Prefix Specifier Command

Defines what to prefix each output entry with.

Note: Examples have escaped quotes since that's usually what you'll be doing with command line arguments.

  • p\"0x\": Prefix all values with "0x".
  • p\"The next value is: \": Prefix all values with "The next value is: "

Suffix Specifier Command

Defines what to suffix each output entry with (except for the last entry).

Note: Examples have escaped quotes since that's usually what you'll be doing with command line arguments.

  • s\", \": Suffix all values with ", ".
  • s\" | \": Suffix all values with " | "

Preset Command

Presets define preset prefixes and suffixes for common tasks. Currently, the following are supported:

  • c: C-style prefix/suffix: ", " suffix, and prefix based on output type: 0x for hex, 0 for octal, and nothing for everything else.
  • s: Space separator between entries.

Building

Requirements:

  • CMake
  • C/C++ compiler

Commands:

mkdir build
cd build
cmake ..
make
./bo_app/bo -h

Tests

./libbo/test/libbo_test

Libbo

All of bo's functionality is in the library libbo. The API is small (4 calls, 2 callbacks) and pretty straightforward since all commands and configurations are done through the parsed data. The basic process is:

  • Build a context object according to your needs.
  • Call one or more process functions.
  • Flush and destroy the context.
  • Gather output and errors via the callbacks.

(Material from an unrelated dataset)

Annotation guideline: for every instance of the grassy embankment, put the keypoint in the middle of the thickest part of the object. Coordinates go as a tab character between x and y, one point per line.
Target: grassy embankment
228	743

test_helpers.cpp shows how to parse strings, and main.c from bo_app shows how to use file streams.

Issues

  • IEEE754 decimal types are not yet implemented.
  • 128 bit values are not yet implemented.
  • 16-bit ieee754 floating point is not yet implemented.

License

Copyright 2018 Karl Stenerud

Released under MIT license:

Permission is hereby granted, free of charge, to any person obtaining a copy of this software and associated documentation files (the "Software"), to deal in the Software without restriction, including without limitation the rights to use, copy, modify, merge, publish, distribute, sublicense, and/or sell copies of the Software, and to permit persons to whom the Software is furnished to do so, subject to the following conditions:

The above copyright notice and this permission notice shall be included in all copies or substantial portions of the Software.

THE SOFTWARE IS PROVIDED "AS IS", WITHOUT WARRANTY OF ANY KIND, EXPRESS OR IMPLIED, INCLUDING BUT NOT LIMITED TO THE WARRANTIES OF MERCHANTABILITY, FITNESS FOR A PARTICULAR PURPOSE AND NONINFRINGEMENT. IN NO EVENT SHALL THE AUTHORS OR COPYRIGHT HOLDERS BE LIABLE FOR ANY CLAIM, DAMAGES OR OTHER LIABILITY, WHETHER IN AN ACTION OF CONTRACT, TORT OR OTHERWISE, ARISING FROM, OUT OF OR IN CONNECTION WITH THE SOFTWARE OR THE USE OR OTHER DEALINGS IN THE SOFTWARE.